Attahiru Jega tried to improve the system. Yet the toxicity of electoral administration in Nigeria persisted. To restore public confidence, Mahmood Yakubu introduced several reforms before the 2023 elections “to avoid the usual challenges,” as he put it. These included, among others, electronic transmission of results from polling units to collation centres and the IRev portal for public viewing of results.
Rather incredibly, of the three national elections — the Senate, the House of Representatives, and the Presidency — conducted simultaneously with the same voters, only the presidential results suffered delay in display on the iRev portal, unlike the other two. INEC attributed this failure to a “technical glitch.” Unsurprisingly, suspicions and allegations of manipulation were rife.
Glaring inconsistencies in the outcomes of the 2023 general elections reportedly remain visible on INEC’s website. Media organisations such as PREMIUM TIMES and the BBC, alongside civil society group Yiaga Africa, separately reported — based on figures from the INEC portal — that Peter Obi, not Bola Tinubu, won the presidential election in some parts of Rivers State, contrary to the official declaration. This remains a searing indictment of electoral integrity in Nigeria.

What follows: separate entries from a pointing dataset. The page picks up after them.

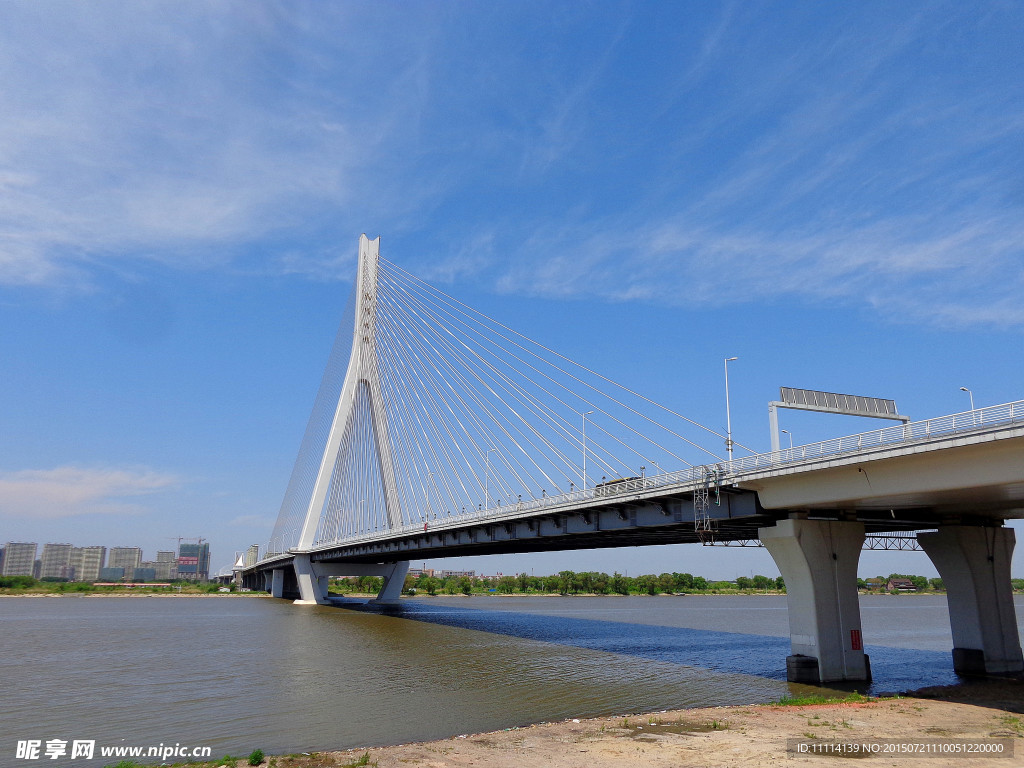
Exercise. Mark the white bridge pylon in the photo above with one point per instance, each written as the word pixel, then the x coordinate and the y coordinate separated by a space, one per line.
pixel 430 413
pixel 363 384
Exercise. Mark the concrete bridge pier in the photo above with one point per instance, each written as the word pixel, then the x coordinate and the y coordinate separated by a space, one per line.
pixel 974 563
pixel 276 587
pixel 818 561
pixel 312 584
pixel 312 579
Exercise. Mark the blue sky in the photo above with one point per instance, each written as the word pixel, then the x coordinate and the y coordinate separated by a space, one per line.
pixel 832 193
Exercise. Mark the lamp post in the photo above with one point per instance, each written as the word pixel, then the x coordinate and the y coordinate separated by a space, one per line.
pixel 970 394
pixel 728 416
pixel 585 449
pixel 486 478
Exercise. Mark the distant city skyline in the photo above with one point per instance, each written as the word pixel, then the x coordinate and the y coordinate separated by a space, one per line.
pixel 61 560
pixel 826 193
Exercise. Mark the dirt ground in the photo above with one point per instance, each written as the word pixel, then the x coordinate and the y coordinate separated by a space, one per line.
pixel 733 736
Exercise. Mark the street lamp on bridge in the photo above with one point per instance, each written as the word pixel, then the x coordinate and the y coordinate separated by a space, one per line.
pixel 728 416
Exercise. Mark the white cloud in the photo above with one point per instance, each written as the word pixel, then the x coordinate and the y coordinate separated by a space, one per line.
pixel 71 491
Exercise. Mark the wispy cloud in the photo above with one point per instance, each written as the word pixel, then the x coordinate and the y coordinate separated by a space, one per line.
pixel 72 491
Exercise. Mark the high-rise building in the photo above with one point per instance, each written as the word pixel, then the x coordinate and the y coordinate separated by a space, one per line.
pixel 86 562
pixel 127 558
pixel 166 566
pixel 55 561
pixel 252 555
pixel 194 561
pixel 18 558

The well-considered opinion of Justice George Oguntade of the Supreme Court, though expressed as a minority position, remains instructive. He argued that “…at the conclusion of an election, an unbiased observer should be able to see that the election was free, fair, transparent and that no room had been left open for malpractices to occur.” This should serve as the guardrail for the conduct of the 2027 polls.
But there are growing reservations that this may be wishful thinking, given some troubling developments already emerging within INEC. The Socio-Economic Rights and Accountability Project (SERAP) has accused President Tinubu of appointing at least three partisan individuals as National and State Resident Electoral Commissioners.
This, among other concerns, should not be dismissed. Still, the president has an opportunity to go beyond the bare prescriptions of the 1999 Constitution and adopt global best practices in selecting Mr Yakubu’s successor. Many countries employ broader, more consensual methods for appointing the heads of their election management bodies.
In South Africa, candidates are chosen from a pool recommended by multi-party parliamentary panels, with opposition parties playing a crucial role in the vetting process. In Ghana, opposition parties are consulted before the national electoral umpire is appointed. By contrast, in Nigeria, the Council of State merely listens to the president’s presentation of his choice without meaningful input.
Where electoral commissions have multi-party representation — as in the United States, which includes three members from each major party — credibility is infused into the process, suspicion of ruling party domination is reduced, and trust in the electoral system is enhanced. We recommend this inclusivity going forward, as a necessary step to wean INEC of its current shadowy and manipulative image.